Emails shared with The Tribune show that mere days after she moved in, and continuing for several months, Orr emailed Habitat for Humanity noting issues from exposed wires to leaking pipes to a crack in the floor that kept growing.
She also complained about a loud ventilation fan that was placed in a bedroom instead of a utility closet per the design plans. According to Rügemer, the fan was an important component of the system. The house was designed to be airtight to improve its heating and cooling efficiency, and the fan delivered fresh air to the inside.
Orr said Habitat’s response to her complaints about the fan was simply to switch it off.

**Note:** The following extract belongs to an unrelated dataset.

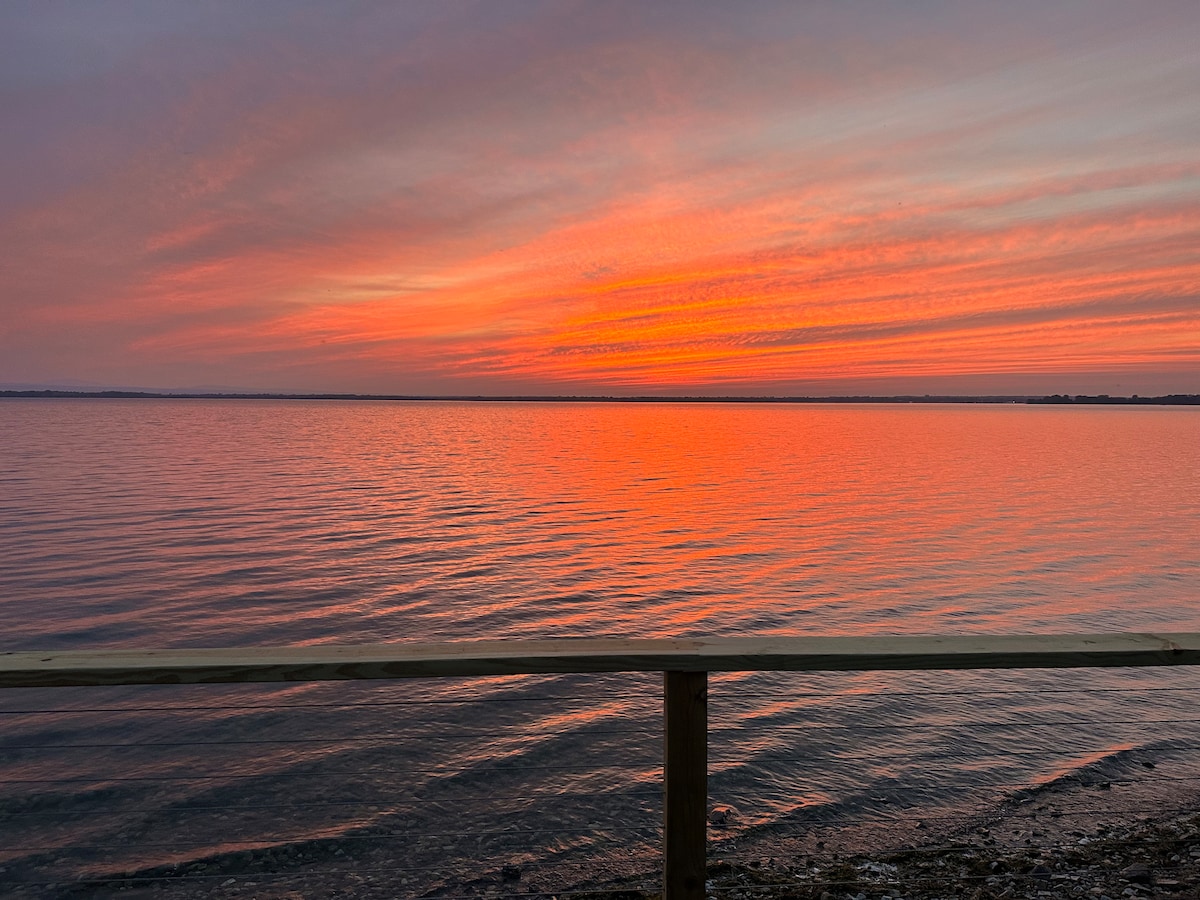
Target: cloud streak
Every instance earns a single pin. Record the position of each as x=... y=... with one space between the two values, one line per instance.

“I was told by the architect himself that ... I must leave a window open or my family can get CO2 poisoning!!” Orr wrote in a late 2019 emailed complaint shared with The Tribune.
When both Orr and Bear went to Habitat staffers with concerns, they were told it was their responsibility to fix things as homeowners, emails show.
When they escalated things up to Blake, they said the charity’s boss was often dismissive.
“He’s good at bringing money in for the company, but when it comes to helping the families, he’s not good,” Orr said. “There’s something wrong with the Salt Lake office.”
Asked in an email about his response to the homeowners, Blake said he developed a “punch list” of repair items with the buyers and only noted that Orr had complained about the sound of air coming out of HVAC vents.
On one occasion, Orr said she had to buy thermometers and take pictures of them in bedrooms to prove the heating system was not working. A plumber also had to rip her bathroom walls to the studs due to poorly installed pipes, she said, even after emails show she repeatedly raised leaking water concerns with Habitat staff.
“They do such shoddy work,” Orr said, “that these families are having to dump out money to fix what happened.”
When Orr sold her Field of Dreams home in January, she said she told Habitat for Humanity that she was moving out of state, for fear that it wouldn’t release her from the mortgage.
She’s now paying more than twice as much each month for a home in Taylorsville, but she said she’s much happier now that she’s abandoned the Field of Dreams.
“All the money they get, I don’t understand where it went,” Orr said. “It was a horrible experience.”